Not getting enough sleep linked to handgun carrying among teens
Getting less than five hours of sleep a night leads to an increased likelihood of teens carrying a handgun—and even taking a gun to school, according to a new study published in Sleep Health by researchers from FIU and the University of Texas at San Antonio.
Adolescents need eight to 10 hours of sleep. Not getting enough sleep reduces cognitive functioning, the ability to regulate one's emotions and behaviors and the ability to engage in impulse control. This can lead teens to engage in risky behaviors, including carrying guns and taking them to school.
Teens who reported sleeping four or fewer hours a night had a 40 percent greater chance of carrying a handgun compared to teens who reported sleeping the recommended eight or more hours per night. Further, teens who slept four or fewer hours a night had an 85 percent greater chance of taking a handgun to school compared to teens who reported sleeping the recommended amount.
"While research on the topic of sleep and its connection to delinquency has grown in recent years, fewer studies examine the specific connection between sleep and youth handgun carrying," said Ryan Meldrum, lead researcher and associate professor of criminology and criminal justice at the Steven J. Green School of International & Public Affairs.
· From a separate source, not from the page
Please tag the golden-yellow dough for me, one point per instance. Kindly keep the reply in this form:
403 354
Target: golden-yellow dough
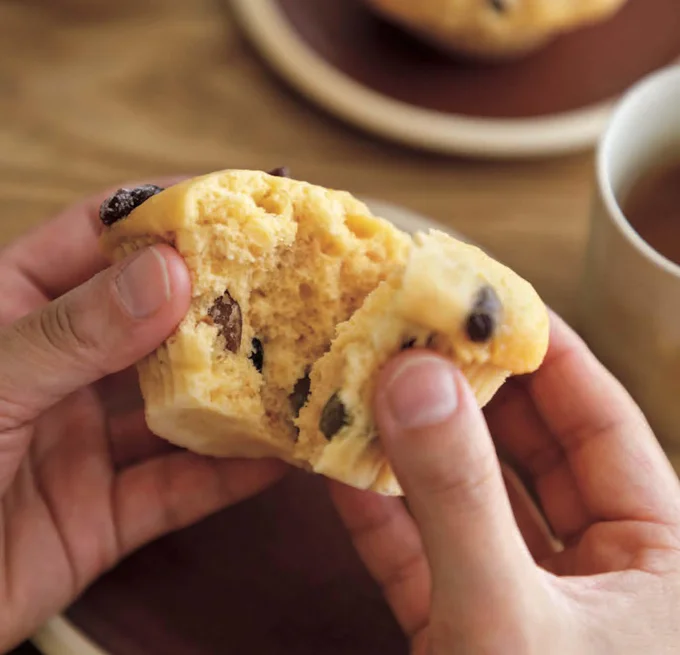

"Investigating the linkages between sleep behaviors and handgun carrying is of value, in light of the potential for youths carrying firearms to hurt themselves, their peers, or school staff, as well as the need for policy initiatives that could potentially help to address this serious public health concern," Meldrum added.
The study found that teens who reported sleeping five, six or seven hours a night were no more likely to report carrying a handgun or taking a handgun to school than teens who reported sleeping more than eight hours. The elevated risk of handgun carrying stemming from restricted sleep was confined to teens who reported sleeping four or fewer hours a night.
Strategies to improve adolescent sleep should include comprehensive school-based programs that educate students and parents about the importance of sleep and effective sleep hygiene habits, Meldrum said.
Another possible solution being discussed at both the local and national level is moving school start times later in the morning, which has proven to not only improve sleep duration but may also contribute to a decline in delinquent behavior among teens, he said.